[Recipes] Launch Your Day STRONG With The Coconut Goji Breakfast Bowl
Spin your breakfast in a new direction and launch your day STRONG with our Coconut Goji Breakfast Bowl — an uber nutritious, explosively delicious upgrade on plain oatmeal.
It’s more than just a boring bowl of oatmeal — it’s a dynamic, relentless food experience. The consistency is MAGICAL, combining the crunch of coconut flakes, creaminess of almond butter, and chewiness of goji berries for a unique crescendo of flavor and texture.
Try it, you’ll just know.
Beyond its chromatic vibrance and massive, multi-layered flavor, the CGBB is a balanced nutritional powerhouse. It’s gushing with potent antioxidants, including vitamin A, beta-carotene, and other carotenoids; laced with healthy fats, courtesy of almond butter and coconut; and packed with fiber and 12g of multi-source protein (fit for vegetarians/vegans).

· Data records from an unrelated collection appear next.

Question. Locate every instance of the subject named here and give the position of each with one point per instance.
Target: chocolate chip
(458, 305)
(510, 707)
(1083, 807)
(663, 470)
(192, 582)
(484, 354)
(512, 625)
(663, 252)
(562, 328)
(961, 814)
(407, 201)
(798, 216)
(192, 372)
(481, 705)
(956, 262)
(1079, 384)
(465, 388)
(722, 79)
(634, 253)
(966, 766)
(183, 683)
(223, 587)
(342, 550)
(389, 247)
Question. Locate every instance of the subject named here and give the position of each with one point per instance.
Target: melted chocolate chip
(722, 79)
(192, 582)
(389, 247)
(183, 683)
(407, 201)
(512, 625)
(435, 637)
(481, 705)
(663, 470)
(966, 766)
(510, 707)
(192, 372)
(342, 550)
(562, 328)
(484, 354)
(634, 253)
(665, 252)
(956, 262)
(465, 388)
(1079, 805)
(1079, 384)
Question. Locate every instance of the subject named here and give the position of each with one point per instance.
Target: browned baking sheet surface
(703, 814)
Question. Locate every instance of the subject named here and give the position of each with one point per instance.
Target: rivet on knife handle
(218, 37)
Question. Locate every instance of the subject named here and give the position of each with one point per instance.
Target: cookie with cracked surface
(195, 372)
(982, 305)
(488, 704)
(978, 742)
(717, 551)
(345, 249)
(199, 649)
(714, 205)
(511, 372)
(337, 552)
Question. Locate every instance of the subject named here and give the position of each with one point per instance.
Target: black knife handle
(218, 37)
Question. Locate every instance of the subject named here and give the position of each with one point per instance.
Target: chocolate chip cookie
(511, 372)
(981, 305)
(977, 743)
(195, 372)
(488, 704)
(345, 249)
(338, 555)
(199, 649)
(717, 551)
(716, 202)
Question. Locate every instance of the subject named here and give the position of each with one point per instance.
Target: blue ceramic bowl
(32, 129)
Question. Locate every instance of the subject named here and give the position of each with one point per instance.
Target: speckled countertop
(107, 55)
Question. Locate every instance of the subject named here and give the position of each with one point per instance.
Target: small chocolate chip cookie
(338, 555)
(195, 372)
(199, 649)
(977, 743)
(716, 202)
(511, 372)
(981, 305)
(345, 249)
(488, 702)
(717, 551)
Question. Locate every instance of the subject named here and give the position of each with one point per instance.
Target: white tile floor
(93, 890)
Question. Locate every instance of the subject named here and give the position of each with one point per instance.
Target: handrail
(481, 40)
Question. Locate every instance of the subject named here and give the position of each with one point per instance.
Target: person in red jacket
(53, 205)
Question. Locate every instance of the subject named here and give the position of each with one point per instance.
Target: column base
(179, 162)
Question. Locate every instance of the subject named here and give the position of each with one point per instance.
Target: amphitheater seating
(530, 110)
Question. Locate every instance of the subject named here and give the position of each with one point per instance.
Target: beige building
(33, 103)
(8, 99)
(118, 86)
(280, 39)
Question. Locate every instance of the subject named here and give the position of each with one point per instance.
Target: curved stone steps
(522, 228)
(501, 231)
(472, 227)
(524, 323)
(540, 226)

Whether you’re refueling after a body-blasting workout or kicking off the day with a radiant vengeance, it’s a quick-and-dirty way to fit in a bowl of pure, unadulterated healthy bliss. It whips up in about 2 minutes, 38 seconds with only 4 key power ingredients: oats, goji berries, unsweetened coconut flakes, and almond butter.
And if you want to infuse an extra shot of protein, go crazy and toss in a dollop of Greek yogurt. Or add a tall, frosty protein shake on the side. Whatever tickles your taste buds.
The Coconut Goji Breakfast Bowl — Ingredients:
- 1/2 cup instant oats — steel cut oats work, too, if you have more time. I make it with coconut-almond milk (I like Califia) to add a little extra creaminess.
- 2 tbsp (1 oz.) goji berries — I like Navitas Naturals. They’re MUCH cheaper/oz. on Amazon (sometimes half as expensive). Buy a bag online, you’ll save money.
- 2 tbsp (1 oz.) unsweetened coconut flakes (I like Bob’s)
- 1 tbsp almond butter — peanut butter works as a sub also.
- 1 dash of cinnamon
- 1 dash of salt
The Coconut Goji Breakfast Bowl — Directions:
Total Time: 3 minutes | Servings: 1
- 1. Throw 1/2 cup of instant oats into a bowl, add 1 cup of water (or coconut-almond milk, almond, skim, etc.), and pop it into the microwave for 1 minute 45 seconds.
- 2. Add goji berries, unsweetened shredded coconut, and a dollop of almond butter.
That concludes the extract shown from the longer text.